Friday, August 12, 2011

Repenting for Our Fathers' Sins - Part 2/6

There is also an example of repenting of the sins of our fathers to be found in the final chapter of Lamentations. There, Jeremiah offers a prayer to God in which he expresses contrition for the sins of the fathers. In this case, it is explicit that the fathers have died.

Lamentations 5:1-22 (the whole chapter)
Remember, O LORD, what is come upon us: consider, and behold our reproach.
  • Our inheritance is turned to strangers, our houses to aliens.

  • We are orphans and fatherless, our mothers are as widows.

  • We have drunken our water for money; our wood is sold unto us.

  • Our necks are under persecution: we labour, and have no rest.

  • We have given the hand to the Egyptians, and to the Assyrians, to be satisfied with bread.

  • Our fathers have sinned, and are not; and we have borne their iniquities.

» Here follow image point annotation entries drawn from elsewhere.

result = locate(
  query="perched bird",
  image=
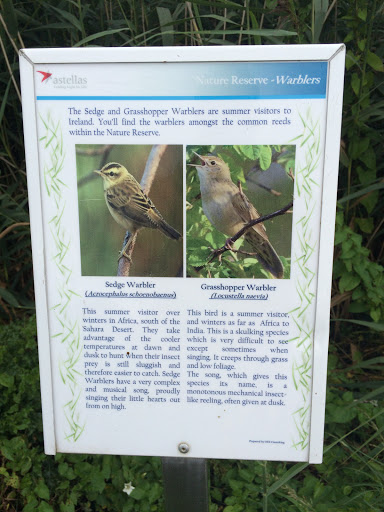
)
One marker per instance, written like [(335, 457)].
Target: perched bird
[(129, 205), (228, 209)]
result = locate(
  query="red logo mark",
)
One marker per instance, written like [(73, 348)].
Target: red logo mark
[(45, 75)]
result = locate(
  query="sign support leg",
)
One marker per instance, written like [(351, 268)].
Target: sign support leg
[(185, 484)]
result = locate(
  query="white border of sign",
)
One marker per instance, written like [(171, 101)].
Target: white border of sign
[(334, 54)]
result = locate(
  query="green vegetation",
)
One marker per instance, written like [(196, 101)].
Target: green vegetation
[(352, 474)]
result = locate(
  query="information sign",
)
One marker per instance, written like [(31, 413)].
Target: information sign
[(178, 341)]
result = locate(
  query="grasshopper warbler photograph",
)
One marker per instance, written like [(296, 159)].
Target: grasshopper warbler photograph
[(228, 187), (112, 202)]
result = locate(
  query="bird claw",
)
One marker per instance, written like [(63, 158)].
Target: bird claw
[(125, 255), (229, 244)]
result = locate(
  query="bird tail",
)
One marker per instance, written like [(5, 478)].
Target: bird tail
[(265, 253), (168, 230)]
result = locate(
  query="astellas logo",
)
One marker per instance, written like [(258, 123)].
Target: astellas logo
[(72, 81)]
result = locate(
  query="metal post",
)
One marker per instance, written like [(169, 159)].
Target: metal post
[(185, 484)]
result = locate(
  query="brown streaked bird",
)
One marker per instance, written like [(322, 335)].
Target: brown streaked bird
[(228, 209), (129, 205)]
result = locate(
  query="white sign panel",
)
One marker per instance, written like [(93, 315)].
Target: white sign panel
[(224, 353)]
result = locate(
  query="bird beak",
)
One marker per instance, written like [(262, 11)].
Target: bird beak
[(201, 158)]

  • Servants have ruled over us: there is none that doth deliver us out of their hand.

  • We gat our bread with the peril of our lives because of the sword of the wilderness.

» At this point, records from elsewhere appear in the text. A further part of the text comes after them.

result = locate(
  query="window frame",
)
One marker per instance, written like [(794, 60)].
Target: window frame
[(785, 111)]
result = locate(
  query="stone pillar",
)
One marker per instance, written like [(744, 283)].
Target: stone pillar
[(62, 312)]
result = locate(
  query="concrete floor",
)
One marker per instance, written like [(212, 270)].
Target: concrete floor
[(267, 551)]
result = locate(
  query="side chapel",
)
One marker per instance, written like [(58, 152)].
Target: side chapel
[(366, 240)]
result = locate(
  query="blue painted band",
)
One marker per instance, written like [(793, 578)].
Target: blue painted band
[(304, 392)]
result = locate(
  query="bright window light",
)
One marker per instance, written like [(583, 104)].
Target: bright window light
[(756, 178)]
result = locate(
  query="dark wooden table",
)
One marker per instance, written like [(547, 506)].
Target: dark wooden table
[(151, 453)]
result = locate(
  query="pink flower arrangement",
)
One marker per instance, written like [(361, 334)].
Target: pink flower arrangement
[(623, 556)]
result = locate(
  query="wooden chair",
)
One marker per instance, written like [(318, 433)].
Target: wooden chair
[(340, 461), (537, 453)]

  • Our skin was black like an oven because of the terrible famine.

  • They ravished the women in Zion, and the maids in the cities of Judah.

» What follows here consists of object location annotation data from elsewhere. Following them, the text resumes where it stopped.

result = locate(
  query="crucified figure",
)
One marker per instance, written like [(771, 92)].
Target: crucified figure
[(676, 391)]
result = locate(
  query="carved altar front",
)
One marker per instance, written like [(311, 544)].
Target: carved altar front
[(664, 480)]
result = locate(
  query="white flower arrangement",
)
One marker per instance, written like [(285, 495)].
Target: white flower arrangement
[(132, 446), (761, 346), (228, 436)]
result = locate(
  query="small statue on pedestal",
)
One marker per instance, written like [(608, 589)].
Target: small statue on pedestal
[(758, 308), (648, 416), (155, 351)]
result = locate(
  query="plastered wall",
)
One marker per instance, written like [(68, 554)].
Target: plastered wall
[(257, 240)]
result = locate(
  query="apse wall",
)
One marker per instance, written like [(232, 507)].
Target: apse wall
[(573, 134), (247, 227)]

  • Princes are hanged up by their hand: the faces of elders were not honoured.

  • They took the young men to grind, and the children fell under the wood.

  • The elders have ceased from the gate, the young men from their musick.

  • The joy of our heart is ceased; our dance is turned into mourning.

  • The crown is fallen from our head:
Woe unto us, that we have sinned!

For this our heart is faint; for these things our eyes are dim. Because of the mountain of Zion, which is desolate, the foxes walk upon it. Thou, O LORD, remainest for ever; thy throne from generation to generation. Wherefore dost thou forget us for ever, and forsake us so long time? Turn thou us unto thee, O LORD, and we shall be turned; renew our days as of old. But thou hast utterly rejected us; thou art very wroth against us.
Notice that here Jeremiah indicates as well that the children have borne the iniquities of the fathers. There is no conflict between this bearing of the sins of the fathers and either Deuteronomy 24:16 (that is a civil law - a limitation on human justice) or Ezekiel 18 (that provides relief from punishment for the fathers' sins for those who repent). Nevertheless, until we repent and do not follow the sinful deeds of our fathers, we need to repent from them, as illustrated in these examples.